A Seattle manufacturer’s decision to expand in the U.S. instead of China provides an excellent case study on the advantages American businesses can find reshoring.
“The lead time for orders coming from China is three weeks, and all of our brewery clients want our products faster — that’s the first thing they saw when we met with them,” Paul Fichter, owner of Taphandles, told the New York Times.
The manufacturer of beer marketing products said labor costs in China are rising and it has to “upgrade benefits like dormitories and food” to attract workers. Plus, the Chinese currency has appreciated and shipping costs have risen since the company first began operations in China in 2006.

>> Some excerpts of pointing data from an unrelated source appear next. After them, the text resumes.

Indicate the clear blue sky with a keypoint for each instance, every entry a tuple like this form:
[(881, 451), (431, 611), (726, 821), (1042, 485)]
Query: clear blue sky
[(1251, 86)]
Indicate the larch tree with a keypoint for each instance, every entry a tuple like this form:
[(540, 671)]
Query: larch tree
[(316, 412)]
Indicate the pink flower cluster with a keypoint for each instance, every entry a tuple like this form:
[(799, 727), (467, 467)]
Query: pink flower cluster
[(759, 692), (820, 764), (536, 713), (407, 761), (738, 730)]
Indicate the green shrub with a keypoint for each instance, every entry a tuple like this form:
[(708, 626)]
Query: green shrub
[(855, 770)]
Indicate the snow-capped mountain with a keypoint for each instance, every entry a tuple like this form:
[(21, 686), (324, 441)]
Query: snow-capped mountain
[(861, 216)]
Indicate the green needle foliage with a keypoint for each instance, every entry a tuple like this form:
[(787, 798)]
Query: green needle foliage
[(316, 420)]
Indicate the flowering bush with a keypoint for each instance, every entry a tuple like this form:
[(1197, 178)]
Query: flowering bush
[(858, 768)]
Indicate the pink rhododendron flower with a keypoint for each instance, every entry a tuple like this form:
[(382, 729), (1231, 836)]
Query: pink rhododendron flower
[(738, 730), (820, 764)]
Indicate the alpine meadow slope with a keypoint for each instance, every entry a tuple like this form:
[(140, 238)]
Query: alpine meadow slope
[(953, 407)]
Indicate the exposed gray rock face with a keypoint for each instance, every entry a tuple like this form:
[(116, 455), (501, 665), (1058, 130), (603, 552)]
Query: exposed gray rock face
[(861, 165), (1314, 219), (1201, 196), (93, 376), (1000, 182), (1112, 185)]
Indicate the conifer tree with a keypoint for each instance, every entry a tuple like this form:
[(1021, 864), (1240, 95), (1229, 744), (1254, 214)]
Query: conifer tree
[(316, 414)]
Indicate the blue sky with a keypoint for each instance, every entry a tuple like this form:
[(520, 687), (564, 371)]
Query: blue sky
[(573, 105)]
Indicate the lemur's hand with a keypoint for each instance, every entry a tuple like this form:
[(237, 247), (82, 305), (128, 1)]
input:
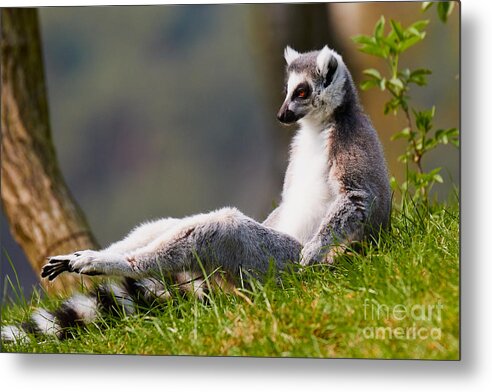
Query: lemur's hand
[(82, 262), (315, 253), (311, 253)]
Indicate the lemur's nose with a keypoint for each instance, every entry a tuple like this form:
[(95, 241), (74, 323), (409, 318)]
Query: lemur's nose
[(286, 116)]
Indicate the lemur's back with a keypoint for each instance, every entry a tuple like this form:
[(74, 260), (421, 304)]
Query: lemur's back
[(336, 186)]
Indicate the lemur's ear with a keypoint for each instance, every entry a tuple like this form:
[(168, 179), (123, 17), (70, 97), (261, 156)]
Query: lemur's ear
[(326, 64), (290, 54)]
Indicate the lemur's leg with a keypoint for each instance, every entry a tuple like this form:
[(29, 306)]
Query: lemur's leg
[(345, 222), (224, 239), (143, 235)]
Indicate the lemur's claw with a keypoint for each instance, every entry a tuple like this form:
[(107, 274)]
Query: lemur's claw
[(56, 265)]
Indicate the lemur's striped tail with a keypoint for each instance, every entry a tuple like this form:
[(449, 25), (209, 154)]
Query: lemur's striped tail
[(82, 309)]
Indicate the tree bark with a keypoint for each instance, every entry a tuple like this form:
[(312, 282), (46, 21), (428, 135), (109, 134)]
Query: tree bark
[(43, 216)]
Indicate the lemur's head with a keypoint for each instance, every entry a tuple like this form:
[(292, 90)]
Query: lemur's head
[(315, 85)]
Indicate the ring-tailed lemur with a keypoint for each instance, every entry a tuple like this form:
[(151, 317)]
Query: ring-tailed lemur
[(335, 192)]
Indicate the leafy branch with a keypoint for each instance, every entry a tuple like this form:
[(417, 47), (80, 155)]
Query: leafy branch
[(397, 81)]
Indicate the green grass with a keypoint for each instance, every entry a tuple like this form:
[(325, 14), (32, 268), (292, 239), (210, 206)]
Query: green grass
[(347, 311)]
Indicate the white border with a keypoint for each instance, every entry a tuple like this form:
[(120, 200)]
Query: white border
[(473, 373)]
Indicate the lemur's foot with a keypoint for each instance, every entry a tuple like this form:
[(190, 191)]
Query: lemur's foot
[(83, 262)]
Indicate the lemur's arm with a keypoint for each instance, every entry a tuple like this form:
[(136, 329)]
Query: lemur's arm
[(343, 224)]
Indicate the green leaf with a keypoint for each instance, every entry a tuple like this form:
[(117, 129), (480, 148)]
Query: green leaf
[(444, 9), (397, 83), (363, 39), (397, 29), (404, 134), (379, 28), (382, 84), (368, 84), (373, 73), (419, 25), (426, 5), (409, 42)]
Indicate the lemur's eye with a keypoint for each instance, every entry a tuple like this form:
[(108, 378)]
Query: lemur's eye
[(301, 92)]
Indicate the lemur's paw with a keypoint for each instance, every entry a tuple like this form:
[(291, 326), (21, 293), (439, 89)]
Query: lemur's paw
[(82, 262)]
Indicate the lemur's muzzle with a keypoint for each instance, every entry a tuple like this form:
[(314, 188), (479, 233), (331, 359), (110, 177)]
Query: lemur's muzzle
[(286, 116)]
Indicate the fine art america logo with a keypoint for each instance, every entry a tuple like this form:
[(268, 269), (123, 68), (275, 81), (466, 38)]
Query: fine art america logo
[(419, 321)]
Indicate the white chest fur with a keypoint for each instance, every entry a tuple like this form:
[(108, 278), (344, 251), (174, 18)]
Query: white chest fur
[(309, 191)]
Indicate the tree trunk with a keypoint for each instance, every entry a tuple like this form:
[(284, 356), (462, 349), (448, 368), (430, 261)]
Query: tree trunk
[(43, 216)]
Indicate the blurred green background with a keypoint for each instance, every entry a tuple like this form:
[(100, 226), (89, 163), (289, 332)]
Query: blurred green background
[(170, 110)]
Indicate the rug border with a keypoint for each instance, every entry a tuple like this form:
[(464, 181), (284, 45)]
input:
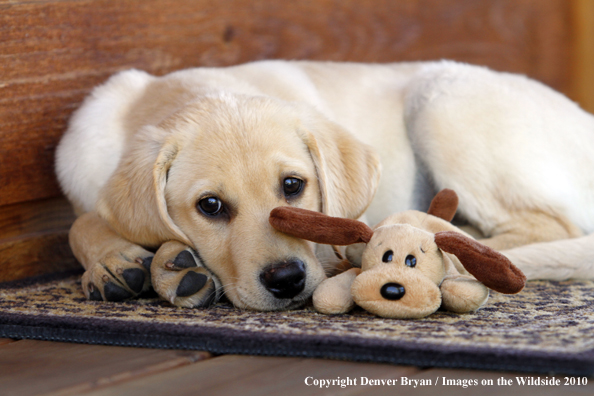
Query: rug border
[(246, 342)]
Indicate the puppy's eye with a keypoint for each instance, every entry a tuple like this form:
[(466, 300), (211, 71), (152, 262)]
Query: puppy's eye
[(410, 261), (210, 206), (292, 186)]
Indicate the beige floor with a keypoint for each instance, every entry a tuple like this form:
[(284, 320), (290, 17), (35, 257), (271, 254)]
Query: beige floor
[(29, 367)]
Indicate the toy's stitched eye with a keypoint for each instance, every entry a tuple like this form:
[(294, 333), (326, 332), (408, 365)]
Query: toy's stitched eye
[(210, 206), (388, 256), (410, 261), (292, 186)]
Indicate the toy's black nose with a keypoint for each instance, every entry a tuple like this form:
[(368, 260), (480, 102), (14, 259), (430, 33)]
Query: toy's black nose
[(392, 291), (285, 279)]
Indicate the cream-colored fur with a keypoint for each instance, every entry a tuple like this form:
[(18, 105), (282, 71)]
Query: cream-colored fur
[(141, 151)]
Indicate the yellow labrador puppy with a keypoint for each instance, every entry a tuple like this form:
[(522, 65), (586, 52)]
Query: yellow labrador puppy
[(190, 165)]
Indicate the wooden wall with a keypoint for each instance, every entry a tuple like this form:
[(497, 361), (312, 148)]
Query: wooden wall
[(53, 52)]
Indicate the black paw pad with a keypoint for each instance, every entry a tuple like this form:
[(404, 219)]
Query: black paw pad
[(146, 263), (191, 283), (184, 260), (134, 277), (115, 293), (94, 295)]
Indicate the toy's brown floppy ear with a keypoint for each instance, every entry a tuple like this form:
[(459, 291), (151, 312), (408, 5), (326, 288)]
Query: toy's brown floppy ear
[(444, 204), (488, 266), (319, 228)]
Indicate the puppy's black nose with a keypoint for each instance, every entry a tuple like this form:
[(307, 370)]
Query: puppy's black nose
[(392, 291), (285, 279)]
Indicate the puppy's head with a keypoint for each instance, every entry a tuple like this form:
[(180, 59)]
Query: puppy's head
[(210, 174)]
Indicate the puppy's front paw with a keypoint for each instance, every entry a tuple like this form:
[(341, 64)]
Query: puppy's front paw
[(179, 277), (119, 275)]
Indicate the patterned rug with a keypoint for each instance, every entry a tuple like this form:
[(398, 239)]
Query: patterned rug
[(548, 328)]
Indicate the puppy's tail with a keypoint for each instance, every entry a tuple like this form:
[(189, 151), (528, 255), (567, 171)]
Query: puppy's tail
[(557, 260)]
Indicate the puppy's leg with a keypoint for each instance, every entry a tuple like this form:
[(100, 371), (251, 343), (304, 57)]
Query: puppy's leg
[(526, 227), (508, 146), (115, 268), (179, 277)]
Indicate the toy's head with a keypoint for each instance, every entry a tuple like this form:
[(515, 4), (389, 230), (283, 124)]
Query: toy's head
[(412, 263)]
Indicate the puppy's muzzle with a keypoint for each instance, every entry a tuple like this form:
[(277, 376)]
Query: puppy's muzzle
[(285, 279)]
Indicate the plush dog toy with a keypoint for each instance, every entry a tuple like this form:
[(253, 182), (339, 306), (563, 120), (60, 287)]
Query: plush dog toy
[(412, 264)]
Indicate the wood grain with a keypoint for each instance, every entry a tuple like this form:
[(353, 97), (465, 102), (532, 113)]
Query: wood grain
[(255, 375), (54, 52), (583, 51), (29, 367)]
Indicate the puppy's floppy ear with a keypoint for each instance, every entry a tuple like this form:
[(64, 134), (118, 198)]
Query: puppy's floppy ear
[(348, 169), (490, 267), (133, 201)]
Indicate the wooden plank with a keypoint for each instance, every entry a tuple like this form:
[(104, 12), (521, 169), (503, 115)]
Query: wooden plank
[(32, 217), (254, 375), (452, 382), (34, 239), (30, 367), (35, 254), (583, 51), (54, 52)]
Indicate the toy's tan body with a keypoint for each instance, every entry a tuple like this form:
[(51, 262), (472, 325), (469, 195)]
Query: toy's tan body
[(411, 264), (437, 279)]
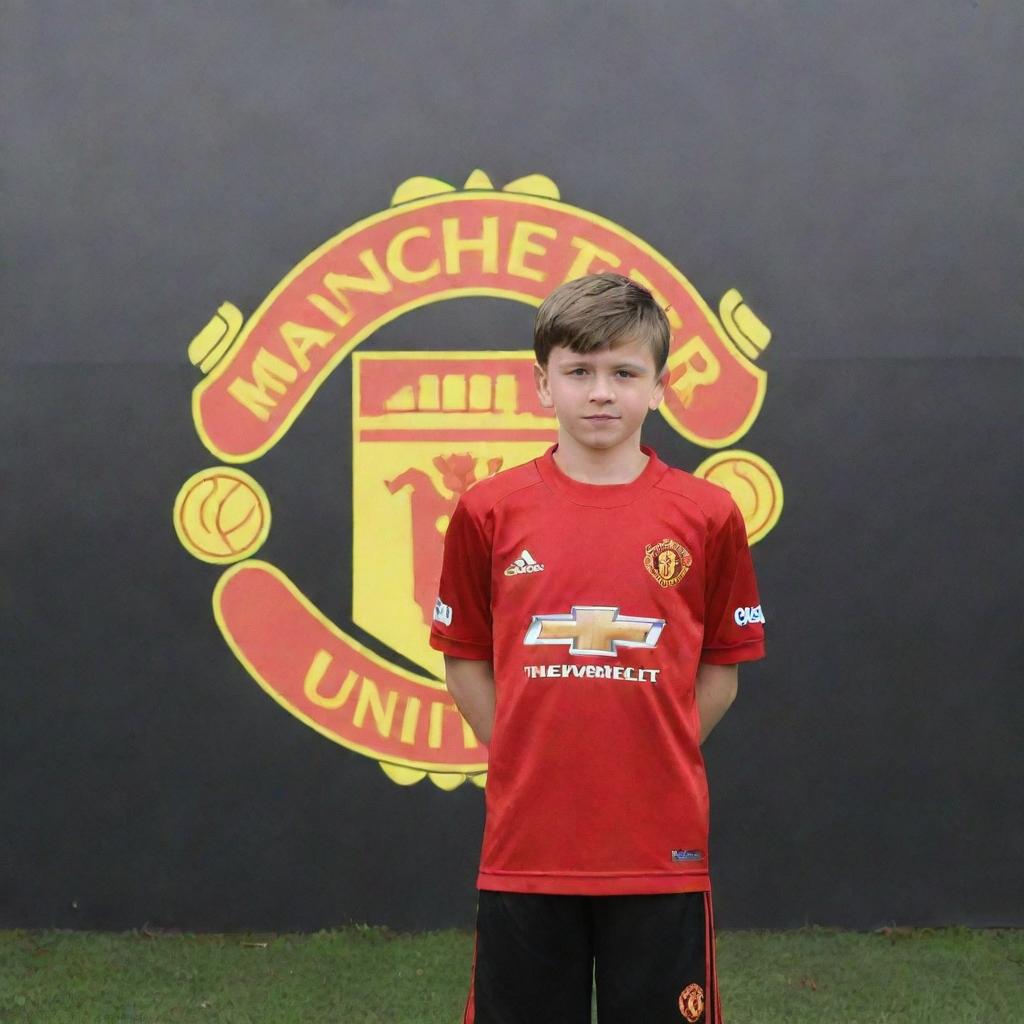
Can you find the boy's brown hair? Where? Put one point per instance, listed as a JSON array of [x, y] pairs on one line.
[[596, 311]]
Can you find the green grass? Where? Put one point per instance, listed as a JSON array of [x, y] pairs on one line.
[[373, 976]]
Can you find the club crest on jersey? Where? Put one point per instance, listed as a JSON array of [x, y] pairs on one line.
[[668, 561], [523, 564], [592, 630], [691, 1003]]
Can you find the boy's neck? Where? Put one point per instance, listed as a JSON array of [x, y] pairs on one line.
[[603, 466]]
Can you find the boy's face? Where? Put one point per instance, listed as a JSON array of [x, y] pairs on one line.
[[601, 398]]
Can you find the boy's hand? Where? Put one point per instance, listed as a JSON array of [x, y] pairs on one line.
[[717, 686], [471, 684]]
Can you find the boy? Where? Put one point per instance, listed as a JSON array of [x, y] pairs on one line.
[[594, 605]]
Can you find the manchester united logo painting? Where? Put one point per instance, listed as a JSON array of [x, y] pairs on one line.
[[425, 427]]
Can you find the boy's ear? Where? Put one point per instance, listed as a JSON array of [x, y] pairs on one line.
[[658, 392], [541, 380]]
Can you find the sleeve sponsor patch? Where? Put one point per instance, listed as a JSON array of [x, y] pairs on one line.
[[442, 612], [747, 615]]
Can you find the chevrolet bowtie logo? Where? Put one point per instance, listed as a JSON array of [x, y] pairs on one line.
[[591, 630]]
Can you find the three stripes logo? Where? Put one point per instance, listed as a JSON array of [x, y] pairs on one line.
[[523, 564]]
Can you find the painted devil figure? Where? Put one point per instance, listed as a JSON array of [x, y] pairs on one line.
[[431, 508]]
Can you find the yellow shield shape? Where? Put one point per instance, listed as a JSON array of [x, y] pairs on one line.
[[425, 427]]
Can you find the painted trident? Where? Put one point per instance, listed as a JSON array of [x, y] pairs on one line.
[[431, 510]]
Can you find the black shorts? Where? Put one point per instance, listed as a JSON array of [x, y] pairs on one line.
[[652, 958]]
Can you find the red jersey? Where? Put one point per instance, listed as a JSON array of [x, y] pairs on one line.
[[596, 604]]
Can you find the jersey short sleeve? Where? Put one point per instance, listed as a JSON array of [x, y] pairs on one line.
[[462, 624], [733, 619]]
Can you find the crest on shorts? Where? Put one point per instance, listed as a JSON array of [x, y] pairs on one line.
[[691, 1003], [668, 561]]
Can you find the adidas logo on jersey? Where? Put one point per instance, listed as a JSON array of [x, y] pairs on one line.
[[523, 564]]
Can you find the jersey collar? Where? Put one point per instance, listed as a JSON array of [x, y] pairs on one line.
[[605, 496]]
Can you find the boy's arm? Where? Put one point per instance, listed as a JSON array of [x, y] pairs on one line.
[[471, 684], [717, 686]]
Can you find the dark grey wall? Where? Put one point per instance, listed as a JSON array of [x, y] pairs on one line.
[[852, 168]]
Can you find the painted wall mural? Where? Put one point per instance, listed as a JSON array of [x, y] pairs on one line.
[[425, 427]]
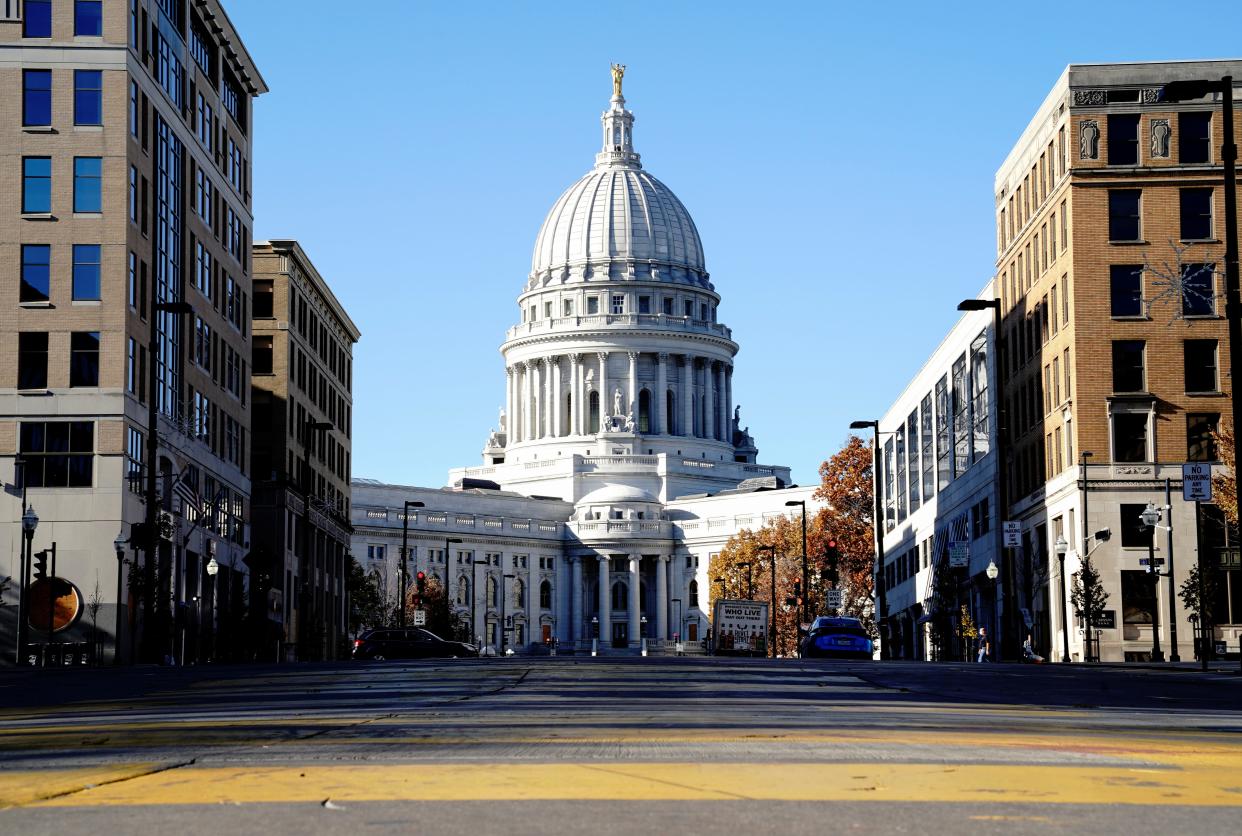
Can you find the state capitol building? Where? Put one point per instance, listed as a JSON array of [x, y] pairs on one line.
[[620, 466]]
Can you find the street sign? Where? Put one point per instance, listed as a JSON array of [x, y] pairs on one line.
[[1196, 482]]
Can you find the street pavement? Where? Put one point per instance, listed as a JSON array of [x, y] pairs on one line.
[[621, 745]]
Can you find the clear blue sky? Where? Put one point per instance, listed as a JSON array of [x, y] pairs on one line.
[[837, 158]]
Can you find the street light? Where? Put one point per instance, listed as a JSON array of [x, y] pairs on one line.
[[405, 549], [1062, 547], [29, 523], [771, 613], [119, 545], [1180, 91], [1009, 596], [1150, 517], [878, 491], [806, 577]]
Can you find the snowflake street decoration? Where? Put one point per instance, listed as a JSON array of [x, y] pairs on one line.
[[1187, 287]]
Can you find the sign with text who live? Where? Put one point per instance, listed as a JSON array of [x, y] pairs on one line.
[[1196, 482]]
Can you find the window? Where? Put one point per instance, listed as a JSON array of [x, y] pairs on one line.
[[1125, 286], [1196, 214], [1200, 441], [57, 454], [87, 97], [1194, 137], [1123, 214], [37, 21], [1199, 360], [36, 97], [1123, 139], [87, 178], [1128, 364], [36, 266], [1130, 437], [86, 272], [32, 359], [1197, 291], [85, 358], [36, 185], [88, 18]]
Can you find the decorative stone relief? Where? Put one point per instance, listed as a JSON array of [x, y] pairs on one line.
[[1091, 97], [1160, 134], [1088, 139]]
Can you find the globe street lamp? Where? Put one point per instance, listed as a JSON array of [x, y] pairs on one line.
[[119, 545], [806, 578], [1150, 517], [1062, 547]]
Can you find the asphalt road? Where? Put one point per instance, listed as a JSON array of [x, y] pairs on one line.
[[620, 745]]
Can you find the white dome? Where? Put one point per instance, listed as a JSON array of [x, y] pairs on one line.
[[617, 214], [612, 493]]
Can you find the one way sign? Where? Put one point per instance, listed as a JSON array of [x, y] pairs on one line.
[[1196, 482]]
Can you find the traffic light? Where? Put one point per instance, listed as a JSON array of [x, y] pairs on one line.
[[40, 565]]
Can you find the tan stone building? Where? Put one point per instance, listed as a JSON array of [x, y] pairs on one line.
[[303, 411], [1110, 275], [124, 154]]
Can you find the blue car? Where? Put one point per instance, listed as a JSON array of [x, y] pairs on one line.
[[837, 636]]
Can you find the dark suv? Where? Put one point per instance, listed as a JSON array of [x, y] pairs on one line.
[[409, 644]]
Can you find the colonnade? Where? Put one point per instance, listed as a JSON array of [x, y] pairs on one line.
[[537, 393]]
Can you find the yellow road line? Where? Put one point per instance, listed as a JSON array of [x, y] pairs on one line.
[[676, 781]]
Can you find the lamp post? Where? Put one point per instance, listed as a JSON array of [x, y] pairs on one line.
[[1180, 91], [806, 577], [405, 549], [878, 491], [1150, 517], [213, 568], [1062, 547], [119, 545], [29, 523], [1010, 642], [771, 613]]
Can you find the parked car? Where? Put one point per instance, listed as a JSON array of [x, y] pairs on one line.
[[409, 644], [837, 636]]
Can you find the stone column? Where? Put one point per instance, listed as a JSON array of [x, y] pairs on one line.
[[662, 598], [634, 385], [575, 426], [708, 399], [660, 403], [635, 600], [688, 396], [575, 594], [605, 395], [605, 601]]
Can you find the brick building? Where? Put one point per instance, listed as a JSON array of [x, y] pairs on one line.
[[126, 155], [303, 372], [1110, 275]]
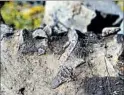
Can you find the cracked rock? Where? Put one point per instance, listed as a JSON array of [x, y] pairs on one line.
[[65, 74], [5, 31], [39, 33]]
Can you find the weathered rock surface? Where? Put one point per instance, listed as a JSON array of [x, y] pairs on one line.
[[62, 56]]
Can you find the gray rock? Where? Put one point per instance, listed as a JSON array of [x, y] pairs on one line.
[[109, 30], [26, 42], [39, 33], [69, 14], [65, 74]]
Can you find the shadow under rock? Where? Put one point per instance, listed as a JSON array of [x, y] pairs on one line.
[[102, 86]]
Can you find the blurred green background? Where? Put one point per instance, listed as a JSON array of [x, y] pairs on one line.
[[28, 14], [23, 14]]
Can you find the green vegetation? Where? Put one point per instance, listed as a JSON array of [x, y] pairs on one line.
[[22, 15]]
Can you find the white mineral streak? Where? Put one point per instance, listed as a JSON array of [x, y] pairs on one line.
[[70, 13], [73, 38]]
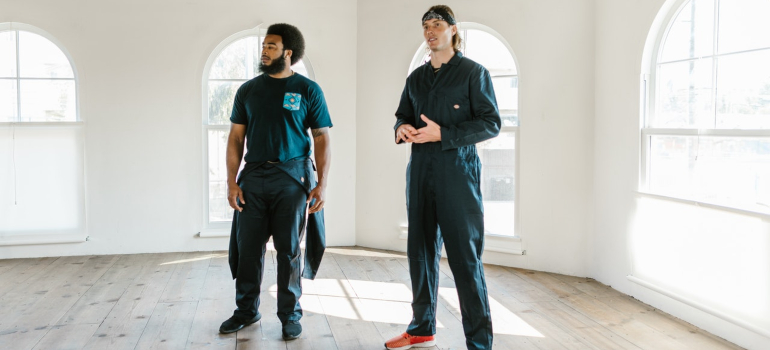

Fichter’s reasoning echoes a recent study that suggests up to 3 million manufacturing jobs will return from China to North America over the coming years. The Boston Consulting Group says “the total cost of production for many products will be only about 10 to 15 percent less in Chinese coastal cities than in some parts of the U.S. where factories are likely to be built.”
Fichter said the company will produce more signs and displays in the U.S., but nearly all the tap handles will continue to be built in China. His reasoning on the division of operations between continents hints to the what types of manufacturing work will shift back to the U.S. and what will stay in China.
“The tap handles have very intricate shapes — for example, the teeth on a whale — that require detailed handpainting. It’s labor that you can’t automate I've searched the world and not been able to find the same quality of labor elsewhere.”
Computer automation costs in the U.S. have dropped, making it more affordable for the company to have U.S. workers use machines to produce signs and displays, instead of employing Chinese labor, Fichter said.
“The machines will make 10 times more product than a person could in China.”